Without going over the DTS-HD HR versus MA debate, this soundtrack had to be compressed in order to fit it onto the disc along with the 3D picture. A shame then, that the accompanying 2D release was given the same format. Without the MA track to compare to, my comments are purely subjective. I found the dialogue to be lost in the main track at times, with too much reverberation making some key lines difficult to discern. The music score is good if not instantly forgettable with none of the strong recurring themes that make for a great soundtrack. The battle sequences are loud, but lack the dynamics of some of the best out there and more use of the surround channels would have helped. It all feels a little lazy, with plenty of missed opportunities to pick up on fast moving action and adding moving effects to go along with them. It will give your sub a good work out with more energy below 30hz than I have ever come across before. It becomes a bit wearing at times, with little respite throughout the film.

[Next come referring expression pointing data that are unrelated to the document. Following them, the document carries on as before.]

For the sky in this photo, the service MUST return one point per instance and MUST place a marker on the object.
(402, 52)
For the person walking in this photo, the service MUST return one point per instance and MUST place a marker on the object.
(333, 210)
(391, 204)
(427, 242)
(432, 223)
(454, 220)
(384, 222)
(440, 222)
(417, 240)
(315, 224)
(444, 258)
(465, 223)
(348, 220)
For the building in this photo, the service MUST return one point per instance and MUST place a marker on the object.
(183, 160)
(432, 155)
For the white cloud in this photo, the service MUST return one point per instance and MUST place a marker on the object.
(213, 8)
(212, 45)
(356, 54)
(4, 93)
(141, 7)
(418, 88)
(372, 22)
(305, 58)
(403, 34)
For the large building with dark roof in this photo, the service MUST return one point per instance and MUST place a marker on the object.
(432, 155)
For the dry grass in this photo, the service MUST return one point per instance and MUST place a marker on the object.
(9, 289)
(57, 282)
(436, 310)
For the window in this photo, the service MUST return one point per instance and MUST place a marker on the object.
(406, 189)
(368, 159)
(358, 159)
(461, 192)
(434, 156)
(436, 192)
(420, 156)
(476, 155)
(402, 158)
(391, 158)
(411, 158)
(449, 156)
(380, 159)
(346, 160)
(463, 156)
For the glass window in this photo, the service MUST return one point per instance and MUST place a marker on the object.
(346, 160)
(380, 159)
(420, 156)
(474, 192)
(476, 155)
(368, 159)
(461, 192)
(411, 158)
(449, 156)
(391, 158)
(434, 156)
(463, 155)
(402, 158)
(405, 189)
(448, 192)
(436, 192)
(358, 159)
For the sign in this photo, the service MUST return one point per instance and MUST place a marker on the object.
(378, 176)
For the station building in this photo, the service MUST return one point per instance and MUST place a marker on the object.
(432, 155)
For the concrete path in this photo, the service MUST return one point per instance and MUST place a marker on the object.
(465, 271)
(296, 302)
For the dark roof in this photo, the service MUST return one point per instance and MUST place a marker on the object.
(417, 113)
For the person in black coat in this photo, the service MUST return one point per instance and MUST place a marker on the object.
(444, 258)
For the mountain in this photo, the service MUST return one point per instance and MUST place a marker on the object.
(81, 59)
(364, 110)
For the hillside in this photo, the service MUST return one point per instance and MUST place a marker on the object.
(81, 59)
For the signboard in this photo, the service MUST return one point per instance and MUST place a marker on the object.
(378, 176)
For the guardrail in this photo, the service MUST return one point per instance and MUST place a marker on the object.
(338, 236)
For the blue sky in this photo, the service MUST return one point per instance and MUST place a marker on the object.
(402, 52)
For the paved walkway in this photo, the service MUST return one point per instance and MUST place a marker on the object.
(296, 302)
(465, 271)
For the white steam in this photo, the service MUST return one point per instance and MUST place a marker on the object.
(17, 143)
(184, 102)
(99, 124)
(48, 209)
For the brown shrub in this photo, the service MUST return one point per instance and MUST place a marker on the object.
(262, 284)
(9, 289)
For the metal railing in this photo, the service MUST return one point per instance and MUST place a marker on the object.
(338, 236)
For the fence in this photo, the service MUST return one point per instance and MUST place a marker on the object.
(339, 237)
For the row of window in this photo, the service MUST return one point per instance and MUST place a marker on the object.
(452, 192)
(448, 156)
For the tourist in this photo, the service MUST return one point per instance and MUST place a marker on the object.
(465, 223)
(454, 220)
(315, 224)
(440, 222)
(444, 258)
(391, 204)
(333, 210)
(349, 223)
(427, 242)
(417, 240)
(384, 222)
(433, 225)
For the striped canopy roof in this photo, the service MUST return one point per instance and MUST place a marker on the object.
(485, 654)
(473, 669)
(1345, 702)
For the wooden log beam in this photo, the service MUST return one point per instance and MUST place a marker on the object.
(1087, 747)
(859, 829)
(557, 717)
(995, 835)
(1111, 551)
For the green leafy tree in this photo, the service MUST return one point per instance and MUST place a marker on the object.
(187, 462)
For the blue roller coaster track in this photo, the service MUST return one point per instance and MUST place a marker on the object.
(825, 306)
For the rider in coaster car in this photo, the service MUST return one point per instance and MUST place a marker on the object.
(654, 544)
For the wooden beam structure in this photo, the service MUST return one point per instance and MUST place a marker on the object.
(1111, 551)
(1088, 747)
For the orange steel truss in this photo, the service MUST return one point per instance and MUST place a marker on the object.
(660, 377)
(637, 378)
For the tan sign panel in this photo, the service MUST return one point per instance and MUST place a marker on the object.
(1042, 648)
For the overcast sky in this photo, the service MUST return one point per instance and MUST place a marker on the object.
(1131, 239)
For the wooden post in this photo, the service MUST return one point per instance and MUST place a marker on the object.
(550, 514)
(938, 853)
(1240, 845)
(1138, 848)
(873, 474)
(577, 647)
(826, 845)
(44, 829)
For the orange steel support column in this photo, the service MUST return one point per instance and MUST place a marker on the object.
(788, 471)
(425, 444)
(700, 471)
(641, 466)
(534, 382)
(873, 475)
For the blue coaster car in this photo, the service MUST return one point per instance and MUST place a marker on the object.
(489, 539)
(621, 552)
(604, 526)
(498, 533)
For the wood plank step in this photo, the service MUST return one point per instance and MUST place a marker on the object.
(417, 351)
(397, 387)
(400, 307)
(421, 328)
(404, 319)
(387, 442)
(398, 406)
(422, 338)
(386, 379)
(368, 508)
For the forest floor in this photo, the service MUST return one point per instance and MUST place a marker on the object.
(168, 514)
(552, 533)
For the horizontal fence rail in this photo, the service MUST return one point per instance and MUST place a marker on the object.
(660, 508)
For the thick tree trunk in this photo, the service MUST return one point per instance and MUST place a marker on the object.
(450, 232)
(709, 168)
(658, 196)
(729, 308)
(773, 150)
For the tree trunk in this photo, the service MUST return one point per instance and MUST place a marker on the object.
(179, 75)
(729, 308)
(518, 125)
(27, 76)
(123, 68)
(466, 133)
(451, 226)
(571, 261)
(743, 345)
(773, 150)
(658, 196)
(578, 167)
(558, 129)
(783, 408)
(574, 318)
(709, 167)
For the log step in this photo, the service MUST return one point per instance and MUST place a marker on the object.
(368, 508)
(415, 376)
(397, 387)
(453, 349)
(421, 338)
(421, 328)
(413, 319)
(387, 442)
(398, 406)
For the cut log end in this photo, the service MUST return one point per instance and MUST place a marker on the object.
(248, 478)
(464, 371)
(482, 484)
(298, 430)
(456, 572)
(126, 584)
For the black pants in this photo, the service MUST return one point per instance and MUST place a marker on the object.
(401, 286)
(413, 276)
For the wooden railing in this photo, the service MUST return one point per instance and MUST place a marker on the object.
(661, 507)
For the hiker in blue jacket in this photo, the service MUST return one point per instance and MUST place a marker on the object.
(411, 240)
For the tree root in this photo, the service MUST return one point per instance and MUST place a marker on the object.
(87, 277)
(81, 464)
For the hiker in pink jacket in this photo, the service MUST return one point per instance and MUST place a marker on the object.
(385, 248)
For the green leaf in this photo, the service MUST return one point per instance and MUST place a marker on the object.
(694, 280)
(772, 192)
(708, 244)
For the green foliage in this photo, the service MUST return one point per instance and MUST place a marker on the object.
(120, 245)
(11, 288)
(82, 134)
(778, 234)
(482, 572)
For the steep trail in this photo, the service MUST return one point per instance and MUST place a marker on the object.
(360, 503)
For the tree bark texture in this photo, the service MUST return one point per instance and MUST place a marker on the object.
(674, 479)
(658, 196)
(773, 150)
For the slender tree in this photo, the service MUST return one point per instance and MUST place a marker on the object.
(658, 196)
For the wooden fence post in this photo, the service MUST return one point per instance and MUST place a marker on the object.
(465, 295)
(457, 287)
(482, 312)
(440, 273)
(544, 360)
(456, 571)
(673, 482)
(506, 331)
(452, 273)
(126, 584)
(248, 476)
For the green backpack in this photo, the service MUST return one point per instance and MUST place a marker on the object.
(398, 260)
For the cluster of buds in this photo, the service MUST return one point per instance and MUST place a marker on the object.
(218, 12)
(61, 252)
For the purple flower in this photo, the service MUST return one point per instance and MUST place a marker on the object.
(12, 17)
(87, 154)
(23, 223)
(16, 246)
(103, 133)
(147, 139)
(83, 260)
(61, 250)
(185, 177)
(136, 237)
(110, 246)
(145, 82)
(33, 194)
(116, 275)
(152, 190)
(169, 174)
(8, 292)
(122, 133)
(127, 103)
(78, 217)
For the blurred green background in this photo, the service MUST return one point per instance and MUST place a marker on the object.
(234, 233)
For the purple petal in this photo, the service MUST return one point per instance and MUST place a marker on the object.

Lots of effort has gone into these, but are only on the 2D disc. This is common practice, so no big deal. Skip over the bloopers reel – it’s just lots of people fluffing the odd word and falling over a bit, so pretty standard stuff. “100 years in the Making” gives us some useful information on the author – Edgar Rice-Burroughs plus the most drawn out film making process in history. The deleted scenes show just what a behemoth this film had become and just how much editing was required. Some of the scenes might well have helped the film, but it’s hard to argue with the editors – at least according to director Andrew Stanton! Watch this section with the commentary switched on.
The jewel in the crown is the “360 Degrees of John Carter” – a 40 minute look at a day on set. From the cooks to the director, pretty much everyone gets their minute of fame, although you do come away with the probably entirely correct impression that the film unit revolves around catering! A shame that co-star Taylor Kitsch was not filming that day, but Lyn Collins allows us into her 7 hour hair and makeup regime!
A well-produced and valued set of extras.
A financial and critical flop, this movie does not translate much better to the small screen. If you really love sci-fi action movies and comic book action heroes, this might just be the film for you. For me, it did not excite or enthral me. Without doubt the CGI is first class and the live action frenetic, but the lack of direction and a muddled storyline spoiled it for me. Director Andrew Stanton makes the point that much of the back story was to set up sequels. A shame, as I cannot see these ever being made.
Technically flawed in 3D this is no reference disc. The sound is also a little disappointing but is not poor by any respects. The transfer is generally excellent and the extras well worth watching as well. I would not however shell out the additional money for a 3D copy and stick to the conventional 2D presentation on this occasion.